Die Linke fordert, dass alle Geflüchteten von Beginn an arbeiten dürfen, wenn ihnen das möglich ist. Niemand soll darauf warten müssen, das eigene Leben in die Hand nehmen zu können. Arbeitsverbote, etwa für Menschen aus bestimmten Herkunftsländern, sind Teil einer menschenrechtswidrigen Abschreckungspolitik und lehnen wir ab. Sprachkurse sollten allen Geflüchteten offen stehen, damit die Jobsuche und Aufnahme einer Arbeit erleichtert wird. Wir wollen das diskriminierende Asylbewerberleistungsgesetz abschaffen und Geflüchtete in die regulären sozialen Sicherungssysteme einbinden. Dadurch könnten auch Geflüchtete unterstützende Maßnahmen der Jobcenter zur Arbeitsvermittlung oder Weiterqualifikation in Anspruch nehmen. Geflüchtete brauchen – wie alle anderen auch – ausreichende Kinderbetreuung, um eine Arbeit aufzunehmen, der Rechtsanspruch auf Kita-Platz muss für alle, auch Geflüchtete, endlich umgesetzt werden. Die Residenzpflicht bei Asylsuchenden und Wohnsitzauflagen für anerkannte Flüchtlinge wollen wir ebenfalls abschaffen: Solche Beschränkungen der Bewegungsfreiheit behindern die Arbeitsaufnahme und damit die Integration insgesamt, wie Studien zeigen.
8
Zusammenarbeit mit Drittstaaten
Wie stehen Sie zur Zusammenarbeit mit Drittstaaten, die Abschiebungen in Herkunftsländer vereinfachen soll?

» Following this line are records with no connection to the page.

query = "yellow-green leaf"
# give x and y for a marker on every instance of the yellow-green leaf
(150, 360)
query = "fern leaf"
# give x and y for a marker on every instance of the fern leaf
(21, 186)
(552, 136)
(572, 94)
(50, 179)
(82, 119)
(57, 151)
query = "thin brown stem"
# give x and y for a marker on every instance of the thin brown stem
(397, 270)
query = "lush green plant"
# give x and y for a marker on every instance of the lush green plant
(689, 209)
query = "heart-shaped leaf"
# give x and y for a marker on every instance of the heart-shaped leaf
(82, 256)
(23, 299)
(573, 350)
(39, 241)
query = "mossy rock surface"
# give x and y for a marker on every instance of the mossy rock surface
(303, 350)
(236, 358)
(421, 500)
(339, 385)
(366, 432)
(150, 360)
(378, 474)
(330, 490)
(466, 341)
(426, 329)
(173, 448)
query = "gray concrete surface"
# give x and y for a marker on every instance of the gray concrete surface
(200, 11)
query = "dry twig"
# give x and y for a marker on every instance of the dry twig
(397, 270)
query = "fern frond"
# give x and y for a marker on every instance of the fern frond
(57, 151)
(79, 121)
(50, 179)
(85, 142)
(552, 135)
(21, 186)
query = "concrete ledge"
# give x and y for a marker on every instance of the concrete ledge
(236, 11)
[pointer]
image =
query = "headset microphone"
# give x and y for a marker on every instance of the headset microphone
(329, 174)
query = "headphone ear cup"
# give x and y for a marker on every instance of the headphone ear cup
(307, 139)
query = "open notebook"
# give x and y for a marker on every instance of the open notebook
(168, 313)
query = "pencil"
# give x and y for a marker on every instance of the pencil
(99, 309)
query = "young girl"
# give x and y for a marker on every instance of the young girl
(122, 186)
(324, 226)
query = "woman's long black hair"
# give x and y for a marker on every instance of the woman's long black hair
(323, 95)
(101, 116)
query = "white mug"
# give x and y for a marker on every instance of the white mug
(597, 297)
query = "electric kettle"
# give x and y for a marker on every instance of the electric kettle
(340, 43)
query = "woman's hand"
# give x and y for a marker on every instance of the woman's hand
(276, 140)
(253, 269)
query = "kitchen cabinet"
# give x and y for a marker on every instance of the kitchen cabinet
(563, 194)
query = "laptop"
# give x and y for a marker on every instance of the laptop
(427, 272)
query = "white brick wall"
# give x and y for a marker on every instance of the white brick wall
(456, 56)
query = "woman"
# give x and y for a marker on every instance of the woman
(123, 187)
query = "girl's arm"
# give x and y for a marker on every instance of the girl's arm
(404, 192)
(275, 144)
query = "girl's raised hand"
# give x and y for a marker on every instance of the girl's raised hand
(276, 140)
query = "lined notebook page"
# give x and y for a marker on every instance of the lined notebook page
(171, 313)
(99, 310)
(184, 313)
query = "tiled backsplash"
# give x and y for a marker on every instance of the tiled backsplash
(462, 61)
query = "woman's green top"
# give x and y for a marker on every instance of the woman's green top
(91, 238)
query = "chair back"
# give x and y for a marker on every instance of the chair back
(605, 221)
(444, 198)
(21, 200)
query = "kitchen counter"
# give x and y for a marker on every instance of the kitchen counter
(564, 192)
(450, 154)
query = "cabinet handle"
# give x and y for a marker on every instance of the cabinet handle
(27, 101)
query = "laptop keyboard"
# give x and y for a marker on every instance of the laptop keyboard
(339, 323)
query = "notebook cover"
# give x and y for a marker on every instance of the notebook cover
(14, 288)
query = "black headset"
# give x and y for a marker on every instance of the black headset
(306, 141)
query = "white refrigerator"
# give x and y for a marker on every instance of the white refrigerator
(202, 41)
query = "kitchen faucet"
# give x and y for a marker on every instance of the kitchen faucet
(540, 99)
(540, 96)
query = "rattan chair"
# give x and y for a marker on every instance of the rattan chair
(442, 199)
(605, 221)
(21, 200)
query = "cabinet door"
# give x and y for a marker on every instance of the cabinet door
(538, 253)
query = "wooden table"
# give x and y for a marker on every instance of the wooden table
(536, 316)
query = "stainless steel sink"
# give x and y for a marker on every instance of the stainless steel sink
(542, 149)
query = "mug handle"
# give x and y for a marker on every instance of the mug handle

Die Linke verteidigt das individuelle Asylrecht. Während die Ampelparteien mit der GEAS-Reform drastischen Asylrechtsverschärfungen zugestimmt haben, lehnen wir
Grenzverfahren und alle Versuche der Auslagerung von Asylverfahren ab. Drittstaatenregelungen gefährden die Genfer Flüchtlingskonvention, die auf internationale Verantwortungsteilung setzt. Die Vorverlagerung der Grenzabwehr in Drittstaaten führt dazu, dass viele Geflüchtete keinen Zugang mehr zum europäischen Asylsystem finden. Oder sie werden auf gefährliche Fluchtwege gedrängt, auf denen bereits Zehntausende Menschen ums Leben gekommen sind. Die Zusammenarbeit mit Ländern wie Libyen zur Verhinderung der Flucht nach Europa ist unverantwortlich. In Libyen gibt es keine "sicheren Häfen", in die Menschen nach einer Seenotrettung gebracht werden könnten. In Libyen droht Geflüchteten Lagerinhaftierung, Misshandlung, Vergewaltigung, Sklaverei und Tod. Diese menschenrechtswidrige Kumpanei in der Abschottungspolitik muss aufhören!